“We will continue with Fed purchases until unemployment falls below 6.5%” Ben Bernanke
Non Farm Payroll data is positive. No doubt. Payrolls has been remarkably stable, but this represents an acceleration. All the 3 month, 6 month, 12 month averages are now at around 200k post revisions… But it is also within a broader, weak context. Unemployment is still 7.6%.
Part-time jobs soared by 360,000 to a record 28,059,000 (+557k for 2013) but Full time DECLINED 240,000 and is up only 130k in 2013
The BLS: The number of persons employed part time for economic reasons (sometimes referred to as involuntary part-time workers) increased by 322,000 to 8.2 million in June. (http://www.bls.gov/news.release/empsit.nr0.htm)
From CS: “Today’s employment report, while stronger than anticipated, didn’t challenge our expectations sufficiently to change our base case for Fed policy. We still look for the FOMC to scale back the size of its current $85bn/month asset purchase program later this year by $20bn”.
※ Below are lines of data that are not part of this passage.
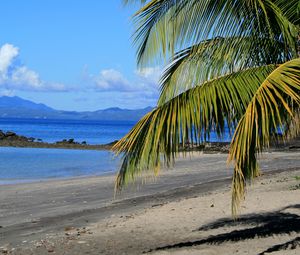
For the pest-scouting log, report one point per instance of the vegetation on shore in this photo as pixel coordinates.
(231, 63)
(11, 139)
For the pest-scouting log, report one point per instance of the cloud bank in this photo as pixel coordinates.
(19, 77)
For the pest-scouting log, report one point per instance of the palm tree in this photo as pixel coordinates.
(229, 63)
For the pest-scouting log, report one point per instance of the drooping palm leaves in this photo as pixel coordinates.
(228, 65)
(271, 109)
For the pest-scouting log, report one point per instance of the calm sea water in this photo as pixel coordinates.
(27, 164)
(93, 132)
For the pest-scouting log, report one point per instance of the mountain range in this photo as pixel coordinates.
(16, 107)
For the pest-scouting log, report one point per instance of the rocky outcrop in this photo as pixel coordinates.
(11, 139)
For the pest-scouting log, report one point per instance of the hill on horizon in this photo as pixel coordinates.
(16, 107)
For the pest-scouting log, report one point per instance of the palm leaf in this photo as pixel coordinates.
(214, 58)
(189, 117)
(164, 26)
(272, 108)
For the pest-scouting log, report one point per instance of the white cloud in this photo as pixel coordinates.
(111, 80)
(8, 52)
(20, 77)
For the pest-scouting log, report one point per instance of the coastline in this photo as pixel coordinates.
(43, 211)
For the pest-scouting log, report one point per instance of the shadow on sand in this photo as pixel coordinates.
(253, 226)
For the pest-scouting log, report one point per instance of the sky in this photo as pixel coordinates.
(73, 55)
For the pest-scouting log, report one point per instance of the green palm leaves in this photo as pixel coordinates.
(232, 63)
(272, 108)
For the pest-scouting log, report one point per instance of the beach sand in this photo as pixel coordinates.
(185, 211)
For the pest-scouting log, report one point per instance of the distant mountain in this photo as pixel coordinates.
(16, 107)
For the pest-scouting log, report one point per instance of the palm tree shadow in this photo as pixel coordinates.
(256, 226)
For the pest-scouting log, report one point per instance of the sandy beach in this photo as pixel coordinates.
(185, 211)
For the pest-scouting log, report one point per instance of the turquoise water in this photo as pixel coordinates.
(91, 131)
(28, 164)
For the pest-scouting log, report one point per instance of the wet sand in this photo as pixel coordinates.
(80, 216)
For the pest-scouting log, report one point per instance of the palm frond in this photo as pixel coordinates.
(214, 58)
(272, 108)
(189, 117)
(164, 26)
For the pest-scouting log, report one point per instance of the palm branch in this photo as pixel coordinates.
(231, 62)
(188, 117)
(274, 106)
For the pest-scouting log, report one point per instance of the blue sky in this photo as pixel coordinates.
(73, 55)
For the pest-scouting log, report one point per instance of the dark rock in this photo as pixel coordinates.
(2, 134)
(9, 133)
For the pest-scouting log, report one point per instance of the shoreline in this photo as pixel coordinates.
(43, 211)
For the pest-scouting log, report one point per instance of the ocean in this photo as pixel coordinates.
(32, 164)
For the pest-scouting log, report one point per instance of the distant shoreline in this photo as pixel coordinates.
(11, 139)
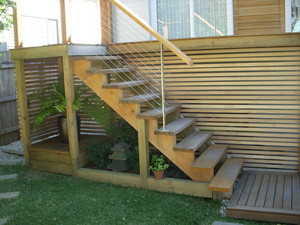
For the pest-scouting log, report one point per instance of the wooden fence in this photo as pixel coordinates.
(9, 128)
(39, 74)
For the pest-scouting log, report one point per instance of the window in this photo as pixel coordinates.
(194, 18)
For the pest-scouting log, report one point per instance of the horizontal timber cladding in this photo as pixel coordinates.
(39, 74)
(249, 98)
(259, 17)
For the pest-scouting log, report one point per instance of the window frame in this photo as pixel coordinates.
(153, 17)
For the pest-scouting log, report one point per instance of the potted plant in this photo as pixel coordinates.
(53, 101)
(158, 165)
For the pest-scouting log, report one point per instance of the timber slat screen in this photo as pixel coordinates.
(249, 98)
(39, 74)
(9, 128)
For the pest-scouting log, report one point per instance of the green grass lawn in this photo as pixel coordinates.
(47, 198)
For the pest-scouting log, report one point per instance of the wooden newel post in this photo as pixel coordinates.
(106, 22)
(143, 152)
(17, 25)
(23, 108)
(71, 114)
(65, 21)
It is amazing how often we hear in Europe that Obama and printing money have “created” five million jobs. As if governments, or central banks, and not private enterprises, were real job creators. It obviously is a message that fits beautifully for defenders of central planning and intervention. “The Government” creates jobs. Monetary policy creates jobs. Hurrah!. No need to invest or innovate, let’s print. Really?.
Reality is that “monetary policy aimed at unemployment” is an excuse to continue feeding the Leviathan of bloated governments and massively leveraged financial entities. Keep sovereign yields low, yet raise the debt ceiling a 98th time, increase public spending… feed Wall Street some beta bloating markets +150% and bringing junk bonds to lowest yield ever… And deliver financial repression to the citizens… Who pay for it all with higher taxes to top it all.
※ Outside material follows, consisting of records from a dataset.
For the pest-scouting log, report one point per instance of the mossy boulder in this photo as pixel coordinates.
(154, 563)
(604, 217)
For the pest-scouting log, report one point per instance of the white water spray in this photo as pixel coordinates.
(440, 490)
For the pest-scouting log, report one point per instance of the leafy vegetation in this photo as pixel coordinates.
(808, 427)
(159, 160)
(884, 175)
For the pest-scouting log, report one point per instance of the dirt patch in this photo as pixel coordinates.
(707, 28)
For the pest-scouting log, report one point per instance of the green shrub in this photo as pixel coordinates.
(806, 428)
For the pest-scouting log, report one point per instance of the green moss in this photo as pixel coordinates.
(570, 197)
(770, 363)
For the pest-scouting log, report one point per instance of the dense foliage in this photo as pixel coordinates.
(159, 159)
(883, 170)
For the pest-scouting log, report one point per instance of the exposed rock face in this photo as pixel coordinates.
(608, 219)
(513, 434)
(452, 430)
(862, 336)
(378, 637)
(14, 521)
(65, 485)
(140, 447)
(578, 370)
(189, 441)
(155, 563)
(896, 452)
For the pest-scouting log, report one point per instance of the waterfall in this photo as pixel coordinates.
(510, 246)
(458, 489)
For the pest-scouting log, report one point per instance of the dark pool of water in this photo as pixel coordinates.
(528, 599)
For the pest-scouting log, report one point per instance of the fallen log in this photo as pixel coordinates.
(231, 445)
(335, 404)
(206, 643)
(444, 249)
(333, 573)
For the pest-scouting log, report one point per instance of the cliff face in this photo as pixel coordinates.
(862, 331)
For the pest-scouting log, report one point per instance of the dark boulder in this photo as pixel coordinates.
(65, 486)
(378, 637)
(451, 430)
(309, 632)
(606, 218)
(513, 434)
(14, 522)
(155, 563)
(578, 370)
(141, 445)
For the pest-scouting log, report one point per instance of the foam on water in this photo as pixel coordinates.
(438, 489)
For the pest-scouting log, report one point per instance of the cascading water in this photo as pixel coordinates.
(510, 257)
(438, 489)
Look at the sharp fall in the labour force participation rate—the percentage of the population that is working or looking for work. This figure fell to 63.3 percent, the lowest level since 1979. Half a million people gave up looking for work in March alone.
The fall in the labour force can be explained in part by the chronic state of long-term unemployment. The average duration of unemployment increased in March to more than 37 weeks.
Interestingly enough, on one side we are told that “stimulus works” because allegedly millions of jobs are created yet at the same time, in order to justify more stimulus, the Fed members talk over and over of “very weak labour market” and “sluggish recovery”. It’s beautiful.
Feed the promise, and deliver the fear. This will keep the endless carrot and stick of monetary stimulus.
Even if we believed these policies have created 5 million jobs (and let me say it again, they haven’t as you can read here and here), the cost is astonishing. 3 trillion dollars added to the Fed balance sheet!!!
Update:
Whether you agree with quantitative easing or not, an expansion in the Fed’s balance sheet is not a cost (and please, let’s not discuss semantics as to whether QE causes an indirect cost here or there), therefore, it is plain wrong to state that the jobs created “costed” 500k. In fact, the Fed’s profits go to the Treasury as revenue.
Worst of all is you know this already, so you’re just manipulating the facts to make a point. No wonder economics is so looked down by some people these days, biased, partisan commentary is a plague.
Expansion of the balance sheet of the Fed is a cost. It is paid by all US citizens in inflation, taxes and financial repression. To state otherwise is to believe that money is a unicorn.